Sicherlich tut es auch weh, daß sich die
Union nicht eindeutig von dieser Aussage distanziert hat. Ein
ungeheuerlicher Vergleich, der offensichtlich bei den bundesdeutschen
Politikergemütern wenig Aufsehen erregte. Und ein Vergleich, der nicht
unpassender sein könnte, denn bei Thierse ist der "Antifaschist"
nicht nur so dahingesagt. Als einer der wenigen Politiker hat er sich
lange und intensiv mit dem Phänomen des Rechtsradikalismus
auseinandergesetzt. Ihm scheint
klar, daß Rechtsextremismus und Fremdenfeindlichkeit keine Probleme
sind, die schnell gelöst werden können, die komplexe Ursachen haben, und
noch dazu Wurzeln, die in der Mitte der Gesellschaft angesiedelt sind.
Dennoch versteht er sein Engagement gegen Rechtsextremismus als
Unterstützung für jede Art von "Antifaschismus". Es geht ihm jedoch
keineswegs darum die Antifa-Szene, die mit bestimmten Bildern und dem
Begriff des "Gutmenschen" verknüpft sind, zu unterstützen, sondern um
die Förderung der demokratischen Gegenwehr.
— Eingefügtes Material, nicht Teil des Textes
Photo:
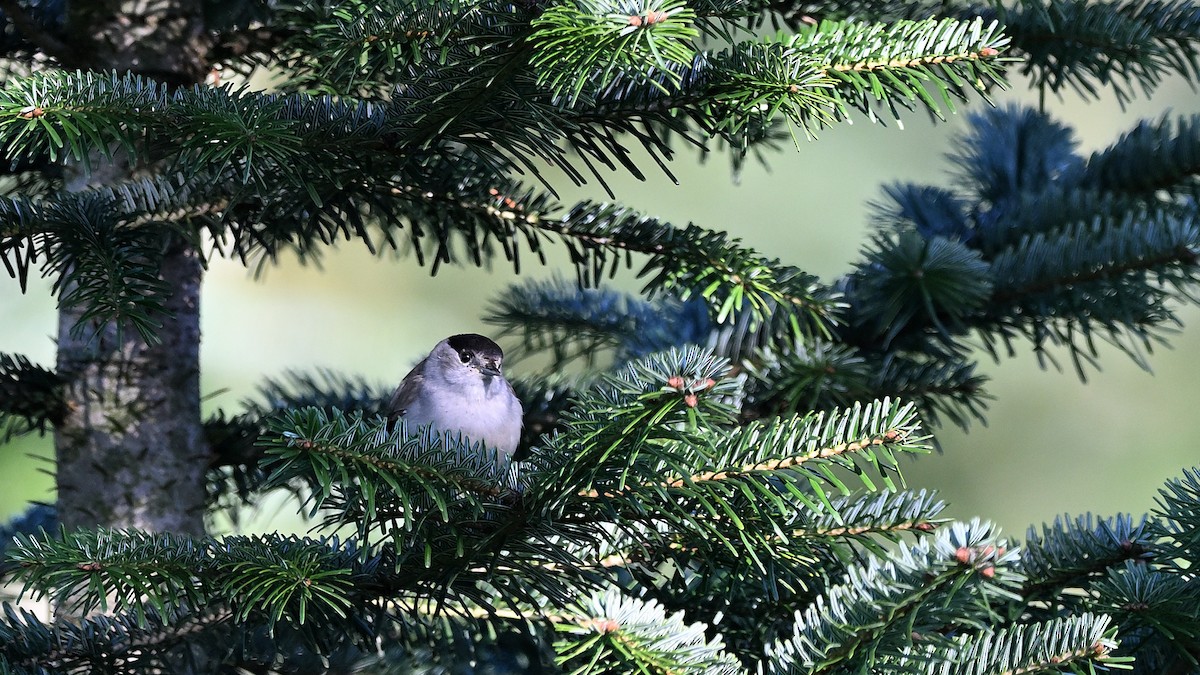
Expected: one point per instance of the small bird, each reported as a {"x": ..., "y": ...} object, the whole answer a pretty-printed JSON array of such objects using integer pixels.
[{"x": 460, "y": 387}]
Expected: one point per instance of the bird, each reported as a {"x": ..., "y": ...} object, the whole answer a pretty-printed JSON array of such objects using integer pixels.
[{"x": 461, "y": 387}]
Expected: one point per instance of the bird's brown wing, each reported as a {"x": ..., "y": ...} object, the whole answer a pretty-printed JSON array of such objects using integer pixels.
[{"x": 406, "y": 393}]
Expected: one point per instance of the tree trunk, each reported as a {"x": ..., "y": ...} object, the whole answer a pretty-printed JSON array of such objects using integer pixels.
[{"x": 131, "y": 449}]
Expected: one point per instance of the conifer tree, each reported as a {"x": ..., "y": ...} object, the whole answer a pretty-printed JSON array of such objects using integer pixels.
[{"x": 719, "y": 490}]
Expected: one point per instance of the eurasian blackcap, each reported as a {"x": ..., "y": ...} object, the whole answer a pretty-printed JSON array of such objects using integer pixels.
[{"x": 460, "y": 387}]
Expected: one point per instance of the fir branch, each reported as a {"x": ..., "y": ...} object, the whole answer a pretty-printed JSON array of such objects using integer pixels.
[
  {"x": 875, "y": 615},
  {"x": 1175, "y": 148},
  {"x": 1075, "y": 553},
  {"x": 1083, "y": 643},
  {"x": 30, "y": 396},
  {"x": 580, "y": 51},
  {"x": 1119, "y": 45},
  {"x": 861, "y": 518},
  {"x": 634, "y": 635}
]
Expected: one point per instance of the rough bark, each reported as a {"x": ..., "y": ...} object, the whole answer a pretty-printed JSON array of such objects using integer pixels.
[{"x": 130, "y": 449}]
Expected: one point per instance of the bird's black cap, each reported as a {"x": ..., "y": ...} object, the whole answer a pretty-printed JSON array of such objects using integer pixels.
[{"x": 474, "y": 342}]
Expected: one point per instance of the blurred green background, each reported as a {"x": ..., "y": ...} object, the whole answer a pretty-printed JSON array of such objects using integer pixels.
[{"x": 1053, "y": 444}]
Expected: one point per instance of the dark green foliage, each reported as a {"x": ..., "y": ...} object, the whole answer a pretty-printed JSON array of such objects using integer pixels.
[
  {"x": 717, "y": 485},
  {"x": 30, "y": 396}
]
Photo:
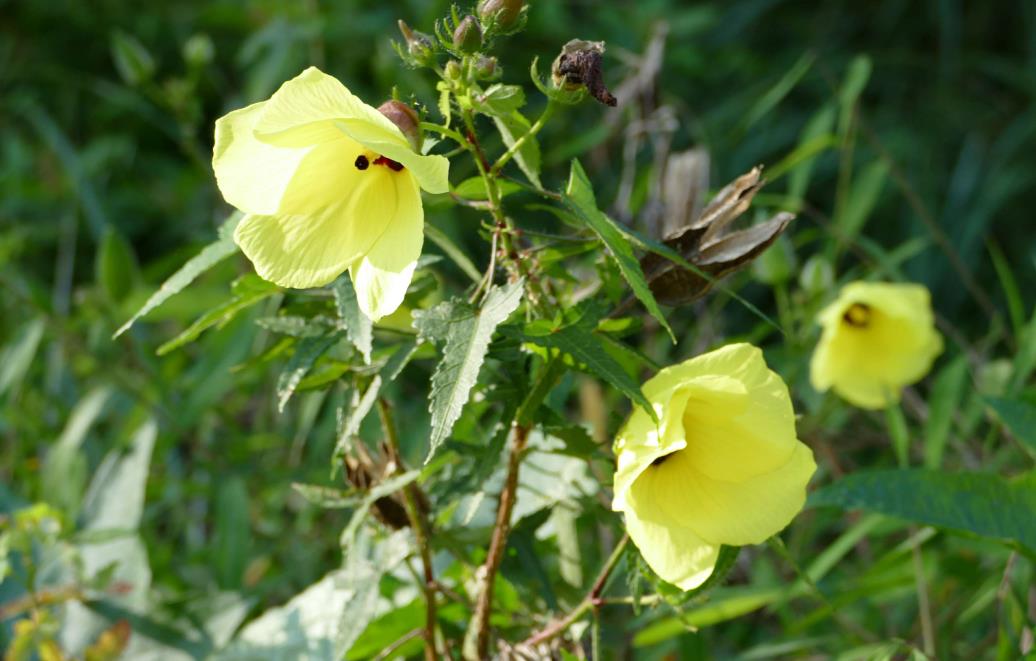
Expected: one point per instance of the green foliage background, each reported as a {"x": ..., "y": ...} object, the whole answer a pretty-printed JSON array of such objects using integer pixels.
[{"x": 901, "y": 133}]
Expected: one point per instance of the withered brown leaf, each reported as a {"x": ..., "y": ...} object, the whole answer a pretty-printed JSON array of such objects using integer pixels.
[{"x": 708, "y": 243}]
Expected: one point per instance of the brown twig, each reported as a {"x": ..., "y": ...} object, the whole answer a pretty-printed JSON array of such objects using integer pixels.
[
  {"x": 477, "y": 639},
  {"x": 420, "y": 526},
  {"x": 591, "y": 601}
]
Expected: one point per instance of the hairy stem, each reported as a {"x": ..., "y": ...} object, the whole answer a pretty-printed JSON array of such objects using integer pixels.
[
  {"x": 477, "y": 639},
  {"x": 591, "y": 601},
  {"x": 420, "y": 527}
]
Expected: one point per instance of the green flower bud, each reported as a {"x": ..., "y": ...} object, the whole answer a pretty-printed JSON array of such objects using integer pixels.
[
  {"x": 467, "y": 36},
  {"x": 487, "y": 67},
  {"x": 502, "y": 15},
  {"x": 454, "y": 72},
  {"x": 404, "y": 117},
  {"x": 420, "y": 47}
]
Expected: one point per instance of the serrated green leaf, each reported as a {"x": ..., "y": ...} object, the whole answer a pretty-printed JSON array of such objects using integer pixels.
[
  {"x": 579, "y": 342},
  {"x": 208, "y": 257},
  {"x": 579, "y": 199},
  {"x": 248, "y": 290},
  {"x": 308, "y": 350},
  {"x": 512, "y": 127},
  {"x": 296, "y": 326},
  {"x": 982, "y": 504},
  {"x": 466, "y": 333},
  {"x": 357, "y": 327},
  {"x": 439, "y": 237},
  {"x": 231, "y": 533},
  {"x": 1018, "y": 417}
]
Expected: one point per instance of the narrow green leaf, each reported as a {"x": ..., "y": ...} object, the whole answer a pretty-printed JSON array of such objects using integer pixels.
[
  {"x": 943, "y": 403},
  {"x": 513, "y": 126},
  {"x": 977, "y": 503},
  {"x": 357, "y": 327},
  {"x": 862, "y": 199},
  {"x": 308, "y": 350},
  {"x": 208, "y": 257},
  {"x": 133, "y": 60},
  {"x": 578, "y": 341},
  {"x": 115, "y": 266},
  {"x": 819, "y": 124},
  {"x": 232, "y": 533},
  {"x": 18, "y": 355},
  {"x": 776, "y": 93},
  {"x": 350, "y": 426},
  {"x": 64, "y": 469},
  {"x": 298, "y": 326},
  {"x": 1018, "y": 417},
  {"x": 580, "y": 200},
  {"x": 467, "y": 333},
  {"x": 248, "y": 290},
  {"x": 853, "y": 86}
]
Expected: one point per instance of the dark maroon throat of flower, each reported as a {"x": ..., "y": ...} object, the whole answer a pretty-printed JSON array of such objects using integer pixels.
[
  {"x": 363, "y": 163},
  {"x": 858, "y": 315}
]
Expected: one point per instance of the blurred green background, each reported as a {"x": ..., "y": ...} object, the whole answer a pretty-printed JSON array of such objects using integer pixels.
[{"x": 909, "y": 123}]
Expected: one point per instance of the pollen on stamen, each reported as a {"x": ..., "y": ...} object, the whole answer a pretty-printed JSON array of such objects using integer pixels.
[
  {"x": 858, "y": 315},
  {"x": 393, "y": 165}
]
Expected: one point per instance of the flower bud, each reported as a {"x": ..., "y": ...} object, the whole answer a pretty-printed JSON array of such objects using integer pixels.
[
  {"x": 419, "y": 46},
  {"x": 404, "y": 117},
  {"x": 486, "y": 67},
  {"x": 501, "y": 15},
  {"x": 467, "y": 36},
  {"x": 579, "y": 65},
  {"x": 454, "y": 72}
]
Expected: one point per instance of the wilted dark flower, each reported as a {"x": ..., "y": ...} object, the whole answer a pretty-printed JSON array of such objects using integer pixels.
[
  {"x": 365, "y": 471},
  {"x": 708, "y": 243},
  {"x": 579, "y": 65}
]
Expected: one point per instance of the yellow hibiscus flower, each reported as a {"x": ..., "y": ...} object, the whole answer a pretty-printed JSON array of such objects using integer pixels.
[
  {"x": 876, "y": 338},
  {"x": 327, "y": 184},
  {"x": 723, "y": 465}
]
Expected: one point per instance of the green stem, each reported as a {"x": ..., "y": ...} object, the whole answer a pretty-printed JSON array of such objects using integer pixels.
[
  {"x": 421, "y": 535},
  {"x": 518, "y": 144},
  {"x": 591, "y": 601}
]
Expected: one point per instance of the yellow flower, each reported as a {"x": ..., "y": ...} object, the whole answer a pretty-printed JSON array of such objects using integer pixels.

Wolfgang Thierse beim 24. Gewerkschaftstag
der GEW am 6. Mai 2001 in Lübeck
Sein Engagement für demokratische Strukturen und die
Faszination der freien Rede ziehen sich durch seinen Lebenslauf, der
sicher nicht typisch für einen Politiker ist. Thierse gehörte im Oktober
1989 zu den Mitunterzeichnern beim "Neuen Forum" und den Berliner
Aktiven, die keine verbesserte DDR, sondern die deutsche Einheit zur
Umsetzung der Demokratie favorisierten. Wolfgang Thierse wurde am 22.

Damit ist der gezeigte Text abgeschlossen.